You say that self-driving car engineers deserve it? Really? Show me the 22 year olds that have contributed meaningfully to self-driving technology. But you can't. Because the people making the meaningful contributions (read: worthy of being paid $200k+) are much more experienced, have been working in the field much longer, and are much older. They are not 22 year old new grads.

>Calling someone defensive because they disagree with you is uncivil and a great way to start an argument. In the most literal sense of the word, my comment offers some justification for these salaries because yours appears to discredit them.

And claiming that someone is accusing blame (when they haven't) is also uncivil and a great way to start an argument.

Just curious, did you have the same feeling towards the many decades when law and finance new grads were making $200K-300K (and many still do)? Is writing reports about financial statements of a company or proofreading legal text a more worthy endeavor than making apps/websites that attract users? Are those new grads making meaningful contributions to society?
>Just curious, did you have the same feeling towards the many decades when law and finance new grads were making $200K-300K (and many still do)?

Yes. The difference (aside from the fact that this particular post is specifically about SV, not about law and finance) is that I have never seen lawyers, doctors, or even investment bankers (although yes I have seen Wolf of Wall Street) be so casual about the fact that their salaries are so high. In another comment in this thread, someone suggested that having an extra $5,000 disposable per month was not a lot of money. That is absurd to me, and I have never experienced any of my doctor or lawyer friends have that same attitude.

Maybe doctors and lawyers just know better than to talk finances with outsiders.
Do you think having extra $50 disposable per month is a lot of money? There was a time when it would be hugely important for me, and now it is not.

What "lot of money" means is entirely relative to how much money you have because for most people it means "would it translate to large difference in lifestyle".

Also, if we are talking about the comment by refurb, it said "rolling in cash" which does not carry the same connotations as "lot of money".

I see.

I saw somewhere else in the thread that you yourself are a new grad, so I'll chalk this up to lack of experience but on sufficiently large products it is trivial to make incremental changes that will produce more value then your salary. In my own career I saved a big tech company 250k in reoccurring costs with a 9 month project I completed as a junior. Yes, that number is a rounding error for a large company but the value is clear.

Additionally, perhaps you have never built a team before, but the value of a potential employee extends beyond their year-to-year output. If, for example, I have great confidence that a currently junior hire will output ~$1M of value over a four year period than I am willing to overpay that first year as they grow and develop.

This isn't going anywhere interesting and I am uninterested in continuing the conversation further. Have a nice day :)

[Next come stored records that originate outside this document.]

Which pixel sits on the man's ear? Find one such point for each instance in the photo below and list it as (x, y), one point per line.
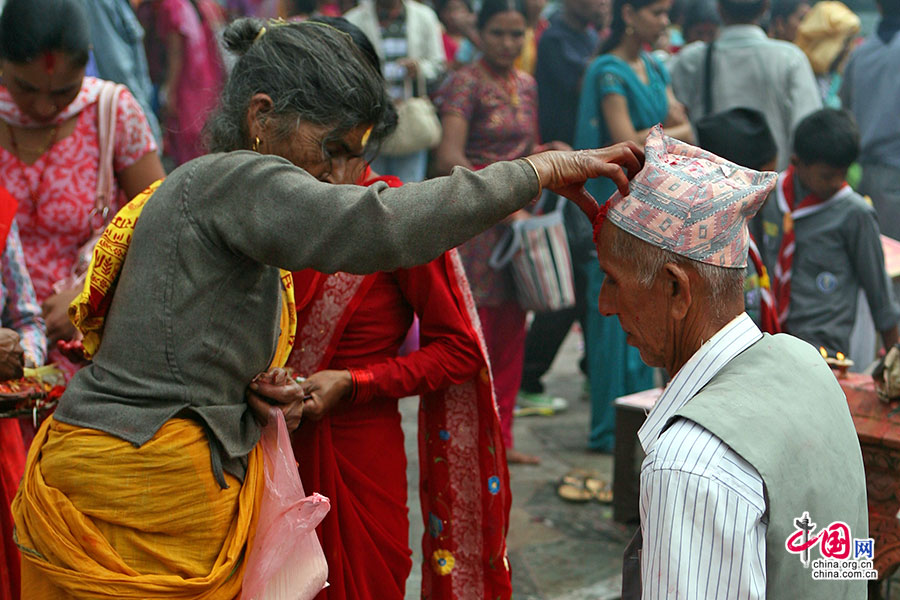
(678, 290)
(259, 107)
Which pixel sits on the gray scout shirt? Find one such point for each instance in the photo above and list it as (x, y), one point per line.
(195, 314)
(838, 251)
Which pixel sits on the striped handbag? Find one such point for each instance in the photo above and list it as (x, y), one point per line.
(537, 251)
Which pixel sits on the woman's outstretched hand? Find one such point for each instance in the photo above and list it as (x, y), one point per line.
(275, 387)
(566, 172)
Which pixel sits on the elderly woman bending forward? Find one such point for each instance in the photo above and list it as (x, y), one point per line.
(146, 481)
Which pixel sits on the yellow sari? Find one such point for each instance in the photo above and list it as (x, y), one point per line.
(98, 518)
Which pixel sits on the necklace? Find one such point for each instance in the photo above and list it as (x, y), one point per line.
(38, 151)
(510, 83)
(32, 192)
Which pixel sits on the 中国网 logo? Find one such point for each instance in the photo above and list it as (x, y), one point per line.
(841, 555)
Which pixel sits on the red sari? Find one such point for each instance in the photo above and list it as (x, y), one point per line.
(355, 455)
(12, 456)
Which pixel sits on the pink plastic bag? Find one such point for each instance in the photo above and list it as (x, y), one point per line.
(286, 561)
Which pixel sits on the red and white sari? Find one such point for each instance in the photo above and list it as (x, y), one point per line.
(355, 455)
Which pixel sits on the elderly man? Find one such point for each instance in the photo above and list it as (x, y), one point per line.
(753, 431)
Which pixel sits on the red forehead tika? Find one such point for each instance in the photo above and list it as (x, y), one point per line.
(49, 61)
(598, 221)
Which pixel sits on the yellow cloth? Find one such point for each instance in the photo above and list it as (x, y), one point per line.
(825, 32)
(88, 311)
(527, 60)
(97, 518)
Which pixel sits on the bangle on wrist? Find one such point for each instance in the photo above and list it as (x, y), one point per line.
(536, 174)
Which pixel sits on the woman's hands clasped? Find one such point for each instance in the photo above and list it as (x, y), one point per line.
(314, 398)
(566, 172)
(276, 387)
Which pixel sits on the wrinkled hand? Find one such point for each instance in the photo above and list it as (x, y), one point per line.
(566, 172)
(12, 356)
(677, 115)
(519, 215)
(554, 145)
(328, 389)
(412, 67)
(55, 311)
(275, 387)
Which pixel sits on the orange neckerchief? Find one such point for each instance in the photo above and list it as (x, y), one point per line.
(88, 311)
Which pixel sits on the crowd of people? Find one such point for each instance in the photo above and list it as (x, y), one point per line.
(285, 235)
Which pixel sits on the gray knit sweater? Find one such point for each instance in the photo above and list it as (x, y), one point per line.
(195, 314)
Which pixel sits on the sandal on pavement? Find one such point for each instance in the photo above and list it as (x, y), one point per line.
(573, 488)
(600, 489)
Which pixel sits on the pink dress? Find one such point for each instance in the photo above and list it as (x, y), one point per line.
(56, 193)
(197, 89)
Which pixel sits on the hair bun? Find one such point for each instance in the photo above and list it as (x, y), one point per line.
(240, 34)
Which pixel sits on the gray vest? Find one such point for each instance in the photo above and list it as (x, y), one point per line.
(778, 405)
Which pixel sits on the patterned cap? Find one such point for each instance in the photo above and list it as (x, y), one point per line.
(690, 202)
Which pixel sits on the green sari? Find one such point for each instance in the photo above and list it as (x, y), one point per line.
(614, 368)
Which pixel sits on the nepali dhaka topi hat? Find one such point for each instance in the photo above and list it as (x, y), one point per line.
(690, 202)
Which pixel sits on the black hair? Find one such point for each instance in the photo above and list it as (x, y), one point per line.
(356, 34)
(490, 8)
(617, 27)
(302, 7)
(440, 5)
(678, 10)
(313, 72)
(740, 135)
(29, 28)
(700, 11)
(742, 11)
(782, 9)
(828, 136)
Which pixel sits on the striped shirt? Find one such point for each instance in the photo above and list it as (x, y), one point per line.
(19, 309)
(703, 513)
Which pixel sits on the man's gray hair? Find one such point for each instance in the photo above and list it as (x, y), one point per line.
(724, 283)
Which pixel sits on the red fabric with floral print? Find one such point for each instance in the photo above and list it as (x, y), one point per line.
(64, 182)
(356, 456)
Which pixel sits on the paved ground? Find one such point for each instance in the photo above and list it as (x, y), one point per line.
(558, 550)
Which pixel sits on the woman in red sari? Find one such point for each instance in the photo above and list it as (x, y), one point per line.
(350, 445)
(350, 328)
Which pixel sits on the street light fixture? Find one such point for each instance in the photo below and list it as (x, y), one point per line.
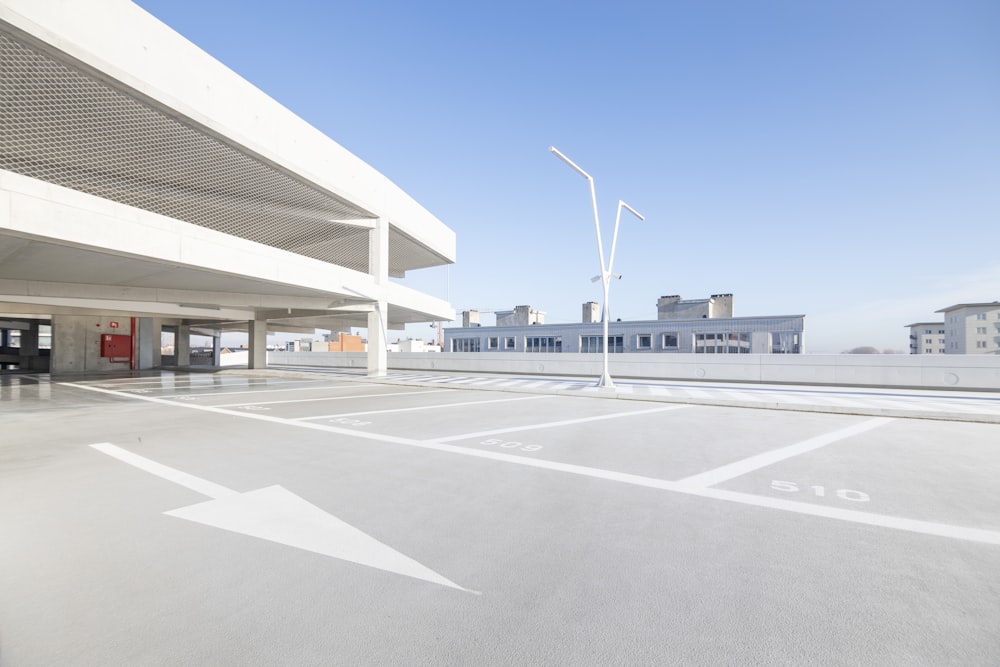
(606, 274)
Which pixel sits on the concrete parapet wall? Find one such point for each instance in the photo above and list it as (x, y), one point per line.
(913, 371)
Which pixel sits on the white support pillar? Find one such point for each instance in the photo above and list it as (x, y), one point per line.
(257, 357)
(378, 267)
(148, 337)
(217, 348)
(182, 345)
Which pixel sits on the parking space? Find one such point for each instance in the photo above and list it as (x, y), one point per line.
(263, 518)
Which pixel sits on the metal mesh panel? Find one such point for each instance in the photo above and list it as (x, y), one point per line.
(62, 126)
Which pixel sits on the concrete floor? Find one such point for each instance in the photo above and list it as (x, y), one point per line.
(267, 518)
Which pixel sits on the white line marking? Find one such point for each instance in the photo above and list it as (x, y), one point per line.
(739, 468)
(278, 515)
(336, 398)
(422, 407)
(256, 391)
(196, 484)
(852, 516)
(564, 422)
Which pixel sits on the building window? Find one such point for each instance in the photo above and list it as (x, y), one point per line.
(465, 345)
(785, 342)
(722, 343)
(596, 343)
(543, 344)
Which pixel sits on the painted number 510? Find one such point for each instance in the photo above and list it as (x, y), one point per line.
(820, 491)
(511, 444)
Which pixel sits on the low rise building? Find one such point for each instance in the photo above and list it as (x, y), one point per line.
(702, 326)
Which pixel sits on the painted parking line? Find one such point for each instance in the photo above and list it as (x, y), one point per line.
(338, 398)
(563, 422)
(422, 407)
(257, 392)
(747, 465)
(851, 516)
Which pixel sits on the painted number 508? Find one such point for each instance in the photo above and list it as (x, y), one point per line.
(820, 491)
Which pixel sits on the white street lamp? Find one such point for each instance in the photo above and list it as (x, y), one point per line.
(606, 275)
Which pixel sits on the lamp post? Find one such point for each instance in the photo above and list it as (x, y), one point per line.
(606, 274)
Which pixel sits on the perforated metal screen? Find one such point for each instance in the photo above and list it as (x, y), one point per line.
(61, 125)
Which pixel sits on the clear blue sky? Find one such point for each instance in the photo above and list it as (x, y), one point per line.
(836, 159)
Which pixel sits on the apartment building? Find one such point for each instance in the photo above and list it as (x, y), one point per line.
(972, 328)
(927, 338)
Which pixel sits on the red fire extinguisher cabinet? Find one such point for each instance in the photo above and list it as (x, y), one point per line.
(117, 348)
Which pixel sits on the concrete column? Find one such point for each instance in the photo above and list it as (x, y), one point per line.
(156, 332)
(258, 344)
(378, 267)
(29, 347)
(378, 357)
(182, 345)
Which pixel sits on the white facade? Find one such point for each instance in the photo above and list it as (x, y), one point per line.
(700, 326)
(972, 328)
(144, 183)
(927, 338)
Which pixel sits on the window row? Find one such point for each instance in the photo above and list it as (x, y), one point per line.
(782, 342)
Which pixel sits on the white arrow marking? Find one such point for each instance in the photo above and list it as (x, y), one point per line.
(278, 515)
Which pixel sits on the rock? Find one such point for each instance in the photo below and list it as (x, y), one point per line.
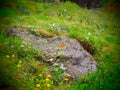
(60, 50)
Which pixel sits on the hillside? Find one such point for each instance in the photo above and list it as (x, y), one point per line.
(22, 67)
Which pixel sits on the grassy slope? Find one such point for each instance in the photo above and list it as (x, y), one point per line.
(93, 26)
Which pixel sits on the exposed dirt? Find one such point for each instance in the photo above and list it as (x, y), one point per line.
(60, 51)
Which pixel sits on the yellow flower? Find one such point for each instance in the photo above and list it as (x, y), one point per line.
(40, 75)
(68, 75)
(20, 61)
(66, 79)
(37, 85)
(13, 56)
(18, 65)
(49, 76)
(48, 85)
(47, 79)
(7, 56)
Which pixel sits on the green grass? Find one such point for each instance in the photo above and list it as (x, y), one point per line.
(20, 67)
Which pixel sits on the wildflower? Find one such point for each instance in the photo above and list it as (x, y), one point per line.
(48, 85)
(68, 75)
(7, 56)
(20, 61)
(37, 85)
(18, 65)
(40, 75)
(62, 46)
(47, 79)
(49, 76)
(89, 33)
(12, 46)
(13, 56)
(66, 79)
(21, 30)
(50, 60)
(22, 46)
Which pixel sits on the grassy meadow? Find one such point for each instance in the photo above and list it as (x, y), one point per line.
(20, 68)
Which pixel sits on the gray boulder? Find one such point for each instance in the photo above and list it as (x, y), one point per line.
(60, 51)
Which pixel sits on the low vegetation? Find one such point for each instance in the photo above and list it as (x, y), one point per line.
(22, 67)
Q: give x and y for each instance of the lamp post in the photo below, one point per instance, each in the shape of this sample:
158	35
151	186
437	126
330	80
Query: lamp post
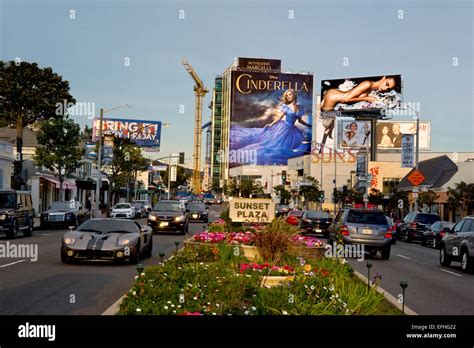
99	158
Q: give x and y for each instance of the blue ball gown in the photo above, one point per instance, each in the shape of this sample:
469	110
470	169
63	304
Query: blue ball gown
274	145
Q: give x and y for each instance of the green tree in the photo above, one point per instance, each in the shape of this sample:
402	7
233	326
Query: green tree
29	94
58	150
283	193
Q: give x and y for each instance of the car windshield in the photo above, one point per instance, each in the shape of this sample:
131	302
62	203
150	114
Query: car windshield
168	206
107	226
427	218
313	214
366	217
7	200
62	206
196	206
122	206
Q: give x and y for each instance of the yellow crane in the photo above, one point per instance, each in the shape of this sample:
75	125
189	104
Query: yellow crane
199	92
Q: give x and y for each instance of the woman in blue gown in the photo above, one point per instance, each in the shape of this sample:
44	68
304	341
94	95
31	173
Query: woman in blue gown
276	141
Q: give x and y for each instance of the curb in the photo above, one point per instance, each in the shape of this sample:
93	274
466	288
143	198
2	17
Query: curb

(There is a certain irony to me about this back and forth. A large portion of my personal time is spent volunteering in an organization that agitates for unions and other forms of direct action aimed at tackling the gross inequity of this society head-on. You're clearly keyed in to a real and present problem, but rather than suggest any solutions you've decided to whinge ineffectively about... developer salaries?)

For the companies in question, the senior engineers making bigger contributions are earning $400k+.
Some day, the money people will figure out that there are lots of experienced talent outside the SV bubble.
>teachers and nurses are actually starving

Citation needed.

[flagged]
None of those links support your claim that teachers and nurses are starving. Having a relatively low income (according to polls!) does not mean you are dying on the streets due to malnutrition. Taking a second job does not mean the alternative is peril. I could take a second job to afford a better Ferrari but that does not mean I can't afford a car. Try again.
Are you sure? Because it sure sounds like you disagree that these people deserve to be making large sums of money and then also not be appreciative of it. I would call that placing blame.